Washington défend une solution à deux États. "La meilleure voie, peut-être même la seule", affirmait encore début novembre Antony Blinken. Mais Benjamin Netanyahu reste fermement opposé à toute forme d’État palestinien.
Les États-Unis se disent aussi favorables à un retour de l’Autorité palestinienne dans la gestion de la bande de Gaza à la fin de la guerre. Celle-ci a affirmé "travailler à l’après-guerre" avec l’administration Biden alors que de leur côté, les responsables politiques israéliens rejettent cette idée.
Ces désaccords politiques "augmentent la nervosité" de Washington, résume Jean-Loup Samaan.
Lors de sa visite au Proche-Orient la semaine dernière, Antony Blinken a exposé aux membres du cabinet de guerre israélien la position de l’administration Biden, à savoir que la guerre "devrait prendre fin dans quelques semaines et non dans quelques mois", a rapporté jeudi le Wall Street Journal.
"C’est une façon de préparer l’opinion publique américaine en train de basculer de façon négative sur le soutien à l’effort de guerre israélien", reprend le chercheur. "C’est aussi un message adressé à Israël. C’est la première fois que les Américains annoncent une temporalité pour cette guerre, et c’est une façon pour Joe Biden de dire que son soutien au gouvernement Netanyahu va avoir une limite dans le temps, au début de l’année 2024 – même s’il peut encore se passer beaucoup de choses en un mois de guerre."

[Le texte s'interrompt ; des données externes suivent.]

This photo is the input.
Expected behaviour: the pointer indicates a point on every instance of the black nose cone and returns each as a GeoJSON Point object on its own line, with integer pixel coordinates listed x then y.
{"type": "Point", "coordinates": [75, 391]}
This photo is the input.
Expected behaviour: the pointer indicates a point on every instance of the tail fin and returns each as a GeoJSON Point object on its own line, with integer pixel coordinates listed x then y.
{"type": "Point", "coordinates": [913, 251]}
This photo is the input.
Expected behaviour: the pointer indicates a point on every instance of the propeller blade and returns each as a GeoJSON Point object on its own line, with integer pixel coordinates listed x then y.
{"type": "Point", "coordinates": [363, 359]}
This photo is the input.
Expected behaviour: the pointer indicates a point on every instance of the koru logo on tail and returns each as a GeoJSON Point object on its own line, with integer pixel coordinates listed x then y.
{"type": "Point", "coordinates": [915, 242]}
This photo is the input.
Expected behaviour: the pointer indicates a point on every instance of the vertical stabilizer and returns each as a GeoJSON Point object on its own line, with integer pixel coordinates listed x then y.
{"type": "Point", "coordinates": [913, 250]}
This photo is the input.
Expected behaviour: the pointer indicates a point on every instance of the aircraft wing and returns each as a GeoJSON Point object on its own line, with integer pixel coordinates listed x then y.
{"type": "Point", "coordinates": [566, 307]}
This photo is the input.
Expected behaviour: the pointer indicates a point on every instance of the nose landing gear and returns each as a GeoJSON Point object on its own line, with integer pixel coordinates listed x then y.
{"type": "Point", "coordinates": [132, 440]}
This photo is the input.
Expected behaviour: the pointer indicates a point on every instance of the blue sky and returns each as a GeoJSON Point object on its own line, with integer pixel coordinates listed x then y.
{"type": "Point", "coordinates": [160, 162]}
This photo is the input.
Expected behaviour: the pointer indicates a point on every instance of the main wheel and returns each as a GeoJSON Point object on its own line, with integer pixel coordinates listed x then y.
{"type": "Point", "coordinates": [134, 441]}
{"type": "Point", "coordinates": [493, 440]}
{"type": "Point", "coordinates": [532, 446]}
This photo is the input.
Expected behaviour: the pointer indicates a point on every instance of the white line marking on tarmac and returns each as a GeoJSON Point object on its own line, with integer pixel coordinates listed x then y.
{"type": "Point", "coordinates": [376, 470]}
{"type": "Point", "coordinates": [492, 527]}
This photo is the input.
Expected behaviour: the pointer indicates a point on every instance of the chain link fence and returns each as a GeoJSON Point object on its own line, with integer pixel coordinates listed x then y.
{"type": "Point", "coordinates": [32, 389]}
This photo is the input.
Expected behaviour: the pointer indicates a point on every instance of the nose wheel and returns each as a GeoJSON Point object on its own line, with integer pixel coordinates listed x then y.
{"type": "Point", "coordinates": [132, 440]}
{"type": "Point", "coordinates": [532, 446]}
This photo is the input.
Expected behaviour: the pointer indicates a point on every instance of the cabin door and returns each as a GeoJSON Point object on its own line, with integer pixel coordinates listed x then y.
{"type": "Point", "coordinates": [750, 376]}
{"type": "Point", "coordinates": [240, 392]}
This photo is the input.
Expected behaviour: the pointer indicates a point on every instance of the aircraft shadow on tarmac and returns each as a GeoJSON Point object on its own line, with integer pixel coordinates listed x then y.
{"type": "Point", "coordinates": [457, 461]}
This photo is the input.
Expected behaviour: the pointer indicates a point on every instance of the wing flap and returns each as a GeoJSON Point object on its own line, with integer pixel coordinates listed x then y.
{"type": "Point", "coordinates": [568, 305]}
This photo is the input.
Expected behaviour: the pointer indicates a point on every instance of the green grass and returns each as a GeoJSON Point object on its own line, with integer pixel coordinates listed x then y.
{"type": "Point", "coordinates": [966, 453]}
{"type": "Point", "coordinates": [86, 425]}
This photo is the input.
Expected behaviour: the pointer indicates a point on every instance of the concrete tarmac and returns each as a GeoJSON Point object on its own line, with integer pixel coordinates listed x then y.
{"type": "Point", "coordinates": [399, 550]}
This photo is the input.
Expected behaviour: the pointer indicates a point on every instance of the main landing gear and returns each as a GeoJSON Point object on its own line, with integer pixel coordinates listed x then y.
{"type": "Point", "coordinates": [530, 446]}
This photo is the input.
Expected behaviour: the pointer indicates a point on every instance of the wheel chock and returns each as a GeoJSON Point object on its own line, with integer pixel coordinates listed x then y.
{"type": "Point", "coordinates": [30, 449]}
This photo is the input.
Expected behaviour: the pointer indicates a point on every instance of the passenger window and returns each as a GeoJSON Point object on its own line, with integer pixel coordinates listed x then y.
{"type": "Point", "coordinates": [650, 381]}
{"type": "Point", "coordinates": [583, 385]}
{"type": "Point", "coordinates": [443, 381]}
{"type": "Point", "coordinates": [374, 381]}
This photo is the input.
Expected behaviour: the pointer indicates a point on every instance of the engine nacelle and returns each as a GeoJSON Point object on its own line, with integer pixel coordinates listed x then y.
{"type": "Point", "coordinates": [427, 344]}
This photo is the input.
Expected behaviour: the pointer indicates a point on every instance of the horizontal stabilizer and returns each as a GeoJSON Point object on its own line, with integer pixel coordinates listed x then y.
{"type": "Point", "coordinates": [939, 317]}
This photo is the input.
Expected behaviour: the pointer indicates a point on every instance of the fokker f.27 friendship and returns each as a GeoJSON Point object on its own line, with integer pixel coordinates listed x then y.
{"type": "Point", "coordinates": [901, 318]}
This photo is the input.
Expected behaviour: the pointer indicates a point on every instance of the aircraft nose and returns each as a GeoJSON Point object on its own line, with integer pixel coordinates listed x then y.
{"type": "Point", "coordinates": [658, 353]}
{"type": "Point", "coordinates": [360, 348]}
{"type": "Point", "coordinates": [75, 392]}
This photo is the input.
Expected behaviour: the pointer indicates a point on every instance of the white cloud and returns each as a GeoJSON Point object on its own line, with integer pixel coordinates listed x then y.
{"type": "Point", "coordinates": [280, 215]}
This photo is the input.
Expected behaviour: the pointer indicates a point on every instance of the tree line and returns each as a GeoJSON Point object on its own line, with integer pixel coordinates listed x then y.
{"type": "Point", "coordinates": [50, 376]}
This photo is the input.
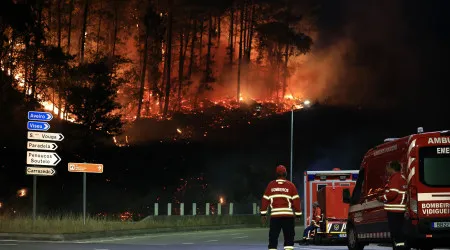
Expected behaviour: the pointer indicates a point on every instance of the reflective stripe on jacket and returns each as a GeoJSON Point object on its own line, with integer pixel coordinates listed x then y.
{"type": "Point", "coordinates": [282, 197]}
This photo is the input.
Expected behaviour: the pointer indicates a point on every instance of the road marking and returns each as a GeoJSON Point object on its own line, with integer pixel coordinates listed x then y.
{"type": "Point", "coordinates": [241, 237]}
{"type": "Point", "coordinates": [154, 236]}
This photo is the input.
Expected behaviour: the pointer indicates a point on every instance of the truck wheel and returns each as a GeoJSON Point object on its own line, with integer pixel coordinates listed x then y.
{"type": "Point", "coordinates": [317, 239]}
{"type": "Point", "coordinates": [352, 240]}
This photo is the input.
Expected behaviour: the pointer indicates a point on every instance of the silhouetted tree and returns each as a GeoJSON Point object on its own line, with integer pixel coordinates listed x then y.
{"type": "Point", "coordinates": [92, 98]}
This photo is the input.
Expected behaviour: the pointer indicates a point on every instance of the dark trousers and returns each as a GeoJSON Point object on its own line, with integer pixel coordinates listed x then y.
{"type": "Point", "coordinates": [287, 224]}
{"type": "Point", "coordinates": [307, 230]}
{"type": "Point", "coordinates": [396, 227]}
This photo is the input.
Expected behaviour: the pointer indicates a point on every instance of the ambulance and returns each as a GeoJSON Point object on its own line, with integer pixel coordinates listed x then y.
{"type": "Point", "coordinates": [326, 188]}
{"type": "Point", "coordinates": [425, 160]}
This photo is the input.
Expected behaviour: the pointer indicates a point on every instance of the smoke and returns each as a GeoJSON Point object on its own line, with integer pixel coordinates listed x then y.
{"type": "Point", "coordinates": [365, 53]}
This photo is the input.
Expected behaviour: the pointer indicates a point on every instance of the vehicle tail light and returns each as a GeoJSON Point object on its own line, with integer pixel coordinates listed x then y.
{"type": "Point", "coordinates": [413, 202]}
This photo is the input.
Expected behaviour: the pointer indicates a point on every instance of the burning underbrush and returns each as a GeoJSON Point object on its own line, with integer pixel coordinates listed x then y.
{"type": "Point", "coordinates": [199, 124]}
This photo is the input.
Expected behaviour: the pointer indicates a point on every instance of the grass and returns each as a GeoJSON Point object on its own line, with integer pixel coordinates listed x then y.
{"type": "Point", "coordinates": [67, 225]}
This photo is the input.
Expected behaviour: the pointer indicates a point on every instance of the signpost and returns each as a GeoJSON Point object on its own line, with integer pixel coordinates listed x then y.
{"type": "Point", "coordinates": [38, 126]}
{"type": "Point", "coordinates": [41, 171]}
{"type": "Point", "coordinates": [41, 136]}
{"type": "Point", "coordinates": [85, 168]}
{"type": "Point", "coordinates": [42, 145]}
{"type": "Point", "coordinates": [42, 158]}
{"type": "Point", "coordinates": [39, 116]}
{"type": "Point", "coordinates": [38, 122]}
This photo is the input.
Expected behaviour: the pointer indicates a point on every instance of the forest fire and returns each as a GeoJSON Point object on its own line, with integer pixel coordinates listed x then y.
{"type": "Point", "coordinates": [228, 58]}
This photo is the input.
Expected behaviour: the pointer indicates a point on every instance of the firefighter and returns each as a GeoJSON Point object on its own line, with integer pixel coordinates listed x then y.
{"type": "Point", "coordinates": [315, 223]}
{"type": "Point", "coordinates": [284, 201]}
{"type": "Point", "coordinates": [394, 203]}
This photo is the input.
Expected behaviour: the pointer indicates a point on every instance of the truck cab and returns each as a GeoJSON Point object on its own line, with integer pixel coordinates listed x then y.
{"type": "Point", "coordinates": [326, 187]}
{"type": "Point", "coordinates": [425, 160]}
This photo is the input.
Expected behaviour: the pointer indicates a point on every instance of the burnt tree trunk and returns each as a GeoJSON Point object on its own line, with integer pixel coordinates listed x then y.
{"type": "Point", "coordinates": [142, 80]}
{"type": "Point", "coordinates": [169, 61]}
{"type": "Point", "coordinates": [69, 32]}
{"type": "Point", "coordinates": [231, 41]}
{"type": "Point", "coordinates": [192, 53]}
{"type": "Point", "coordinates": [83, 30]}
{"type": "Point", "coordinates": [240, 53]}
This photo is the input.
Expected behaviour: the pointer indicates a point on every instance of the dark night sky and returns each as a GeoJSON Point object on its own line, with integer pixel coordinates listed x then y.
{"type": "Point", "coordinates": [400, 52]}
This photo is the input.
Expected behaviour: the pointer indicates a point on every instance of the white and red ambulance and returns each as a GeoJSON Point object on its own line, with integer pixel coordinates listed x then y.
{"type": "Point", "coordinates": [425, 160]}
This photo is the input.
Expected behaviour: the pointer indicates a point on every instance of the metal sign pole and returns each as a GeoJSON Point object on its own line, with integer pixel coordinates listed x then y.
{"type": "Point", "coordinates": [34, 196]}
{"type": "Point", "coordinates": [84, 198]}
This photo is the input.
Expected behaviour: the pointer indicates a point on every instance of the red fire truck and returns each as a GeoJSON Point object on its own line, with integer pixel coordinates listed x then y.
{"type": "Point", "coordinates": [326, 187]}
{"type": "Point", "coordinates": [425, 160]}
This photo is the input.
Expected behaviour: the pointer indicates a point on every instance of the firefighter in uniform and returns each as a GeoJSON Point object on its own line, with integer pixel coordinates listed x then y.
{"type": "Point", "coordinates": [315, 223]}
{"type": "Point", "coordinates": [284, 201]}
{"type": "Point", "coordinates": [394, 203]}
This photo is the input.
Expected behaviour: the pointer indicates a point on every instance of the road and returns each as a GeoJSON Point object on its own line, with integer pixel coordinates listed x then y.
{"type": "Point", "coordinates": [236, 239]}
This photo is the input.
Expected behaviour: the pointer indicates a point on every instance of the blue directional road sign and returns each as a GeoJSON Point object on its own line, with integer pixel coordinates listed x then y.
{"type": "Point", "coordinates": [39, 116]}
{"type": "Point", "coordinates": [38, 126]}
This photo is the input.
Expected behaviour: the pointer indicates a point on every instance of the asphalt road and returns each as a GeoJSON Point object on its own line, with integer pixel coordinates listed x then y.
{"type": "Point", "coordinates": [236, 239]}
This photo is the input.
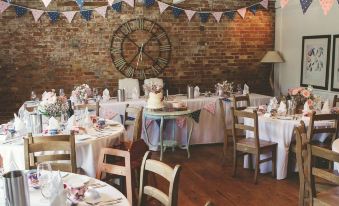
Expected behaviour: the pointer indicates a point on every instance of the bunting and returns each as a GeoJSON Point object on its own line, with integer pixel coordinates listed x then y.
{"type": "Point", "coordinates": [36, 14]}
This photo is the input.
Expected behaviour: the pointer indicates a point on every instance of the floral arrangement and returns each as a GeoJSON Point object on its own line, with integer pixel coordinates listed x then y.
{"type": "Point", "coordinates": [52, 105]}
{"type": "Point", "coordinates": [82, 92]}
{"type": "Point", "coordinates": [225, 86]}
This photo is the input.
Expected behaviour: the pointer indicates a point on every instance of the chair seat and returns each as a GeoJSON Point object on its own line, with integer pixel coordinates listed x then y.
{"type": "Point", "coordinates": [328, 197]}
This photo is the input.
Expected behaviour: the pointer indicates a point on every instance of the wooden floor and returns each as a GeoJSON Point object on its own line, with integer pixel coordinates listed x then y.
{"type": "Point", "coordinates": [203, 178]}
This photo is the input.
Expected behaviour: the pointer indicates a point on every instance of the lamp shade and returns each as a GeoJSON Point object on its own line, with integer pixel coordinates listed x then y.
{"type": "Point", "coordinates": [272, 57]}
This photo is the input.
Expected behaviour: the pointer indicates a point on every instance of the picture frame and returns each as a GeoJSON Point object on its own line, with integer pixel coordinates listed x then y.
{"type": "Point", "coordinates": [315, 61]}
{"type": "Point", "coordinates": [335, 64]}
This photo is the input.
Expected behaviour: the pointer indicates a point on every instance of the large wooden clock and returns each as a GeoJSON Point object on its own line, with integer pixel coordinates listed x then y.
{"type": "Point", "coordinates": [140, 48]}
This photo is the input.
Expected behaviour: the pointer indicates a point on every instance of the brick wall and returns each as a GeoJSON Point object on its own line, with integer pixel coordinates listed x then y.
{"type": "Point", "coordinates": [41, 56]}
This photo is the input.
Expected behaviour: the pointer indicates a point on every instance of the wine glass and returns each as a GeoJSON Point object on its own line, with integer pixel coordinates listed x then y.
{"type": "Point", "coordinates": [44, 173]}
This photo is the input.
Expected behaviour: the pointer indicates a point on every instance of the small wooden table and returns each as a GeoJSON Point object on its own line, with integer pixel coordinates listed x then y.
{"type": "Point", "coordinates": [168, 113]}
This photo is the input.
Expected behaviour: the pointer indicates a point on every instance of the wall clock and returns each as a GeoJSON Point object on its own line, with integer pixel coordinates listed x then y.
{"type": "Point", "coordinates": [140, 48]}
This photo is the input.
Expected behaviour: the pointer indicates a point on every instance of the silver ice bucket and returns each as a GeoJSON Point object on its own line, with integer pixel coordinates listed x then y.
{"type": "Point", "coordinates": [16, 188]}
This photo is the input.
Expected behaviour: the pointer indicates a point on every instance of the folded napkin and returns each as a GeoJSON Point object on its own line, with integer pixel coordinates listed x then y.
{"type": "Point", "coordinates": [326, 108]}
{"type": "Point", "coordinates": [282, 108]}
{"type": "Point", "coordinates": [246, 89]}
{"type": "Point", "coordinates": [58, 197]}
{"type": "Point", "coordinates": [53, 124]}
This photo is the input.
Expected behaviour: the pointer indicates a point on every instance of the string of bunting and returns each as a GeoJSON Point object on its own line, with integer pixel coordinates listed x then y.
{"type": "Point", "coordinates": [116, 5]}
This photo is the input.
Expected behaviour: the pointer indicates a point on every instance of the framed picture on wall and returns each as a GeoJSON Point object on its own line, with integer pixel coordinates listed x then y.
{"type": "Point", "coordinates": [335, 64]}
{"type": "Point", "coordinates": [315, 61]}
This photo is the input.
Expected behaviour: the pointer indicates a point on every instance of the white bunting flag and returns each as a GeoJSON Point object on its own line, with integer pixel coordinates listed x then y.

De son côté, le Premier ministre israélien a esquissé un horizon plus flou quand il a affirmé le 2 décembre que l’armée israélienne continuerait la guerre "jusqu'à ce que tous ses objectifs soient atteints". Un différent qui ne remet pas pour autant en cause le soutien américain. Le plus grand financeur d'Israël – 260 milliards de dollars estimés par le Congrès américain entre 1946 et 2023, dont plus de la moitié en aide militaire – s’en tient pour l’instant à des discours publics de désaccord.
"La pression la plus concrète serait de ne pas livrer prochainement des munitions en Israël, ce qui poserait un vrai problème notamment pour les opérations aériennes israéliennes. Mais on n’en est pas là", conclut Jean-Loup Samaan. "Le soutien américain reste très fort et ne va pas s’arrêter après cette guerre."